Bu ülkeye öyle ya da böyle sanat adına hizmet etmiş insanlar bir süre sonra unutulur gider. Bu sanatın her alanında böyledir. Önemli olan, bunun farkına varan insanların o kişilerin yaptıklarını geçecek işler yapabilmesidir.

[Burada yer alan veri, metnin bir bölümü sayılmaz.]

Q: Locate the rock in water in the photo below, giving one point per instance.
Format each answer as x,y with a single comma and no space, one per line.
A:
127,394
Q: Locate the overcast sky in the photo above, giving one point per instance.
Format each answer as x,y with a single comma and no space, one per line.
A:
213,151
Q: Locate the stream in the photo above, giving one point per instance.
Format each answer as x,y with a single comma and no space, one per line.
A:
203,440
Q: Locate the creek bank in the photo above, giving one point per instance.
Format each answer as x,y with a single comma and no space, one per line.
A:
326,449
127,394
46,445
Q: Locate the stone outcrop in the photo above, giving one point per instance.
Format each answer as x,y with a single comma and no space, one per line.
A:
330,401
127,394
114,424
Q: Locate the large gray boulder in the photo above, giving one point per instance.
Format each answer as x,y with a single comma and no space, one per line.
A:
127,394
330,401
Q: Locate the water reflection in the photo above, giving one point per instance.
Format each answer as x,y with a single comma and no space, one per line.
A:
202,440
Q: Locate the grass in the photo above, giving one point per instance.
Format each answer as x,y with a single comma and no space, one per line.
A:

Ancak o zaman, belki geleceğe daha sağlam adımlar atabiliriz.
Daha iyi bir yerde ol.
Mehmet Sungur
Arda Aydoğan Kimdi?
1963 yılında Ankara’da doğdu. İlk müzik çalışmalarına piyanist Gülseren Sadak’la başladı. M.S.Ü. Devlet Konservatuarı Opera ve Konser Şarkıcılığı Bölümü’ne girdi. 1989 yılında dünyaca ünlü opera sanatçısı bas Kurt Moll’la sanat eğitimine devam etti. Daha sonra İ.Ü. Devlet Konservatuarı’nın yüksek lisans bölümüne girerek mezun oldu. Ayhan Baran’ la çalışmalarına devam eden sanatçı, Avusturya Kültür Ofisi’nin “ Genç Türk Yeteneklerini Tanıtma” programlarını katıldı ve Avusturya hükümetinin sanat bursuyla “ Mozarteum Müzik Akademisi” nde opera aktörlüğü ve konser şarkıcılığı dalında uzmanlaştıı . Çeşitli konserler verdi. İstanbul Devlet Operası’ nda, İstanbul Büyükşehir Belediyesi Şehir Tiyatroları’nda,kendisi tarafından kurulan CRR Opera ve Orkestra’sında solist sanatçı olarak baş rollerde yer aldı.
Sanatçılığının yanında kariyerine üst düzey yönetici olarak devam eden Aydoğan , 1989 yılında İstanbul Büyükşehir Belediyesi Cemal Reşit Rey Konser Salonu’nun kuruluş çalışmalarında yer aldı ve çeşitli kademelerde yöneticilik yaptı. 1994 yılında CRR Konser Salonu’nun Genel Müdür ve Sanat Yönetmenliği görevine atandı. Yaklaşık on yıl görevde bulunduğu 2005 yılına kadar yaptığı çalışmalarla kurumu Türkiye’nin sayılı konser salonları arasına soktu. 1995 yılında İstanbul Büyükşehir Belediyesi CRR Opera Orkestra ve Korosunu, 1996 yılında CRR Senfoni Orkestrasını, 2003 yılında CRR Dans Tiyatrosu’nu kurdu ve Genel Sanat Yönetmenliğini yaptı.
2009 yılında İstanbul Bosphorus Dans Tiyatrosunu kurarak Türk Dans hayatına yeni bir soluk getirmeyi amaçladı. 2010 yılında İstanbul Ensenble ’yi kurdu ve yurt dışında çeşitli konserler verdi.
Son olarak Bakırköy belediyesi Leyla Gencer Operası’nın sanat yönetmenliğine getirilen Arda Aydoğan, daha sezonun başında geçirdiği kalp kriziyle 25 Ekim 2015 günü 52 yaşında vefat etti.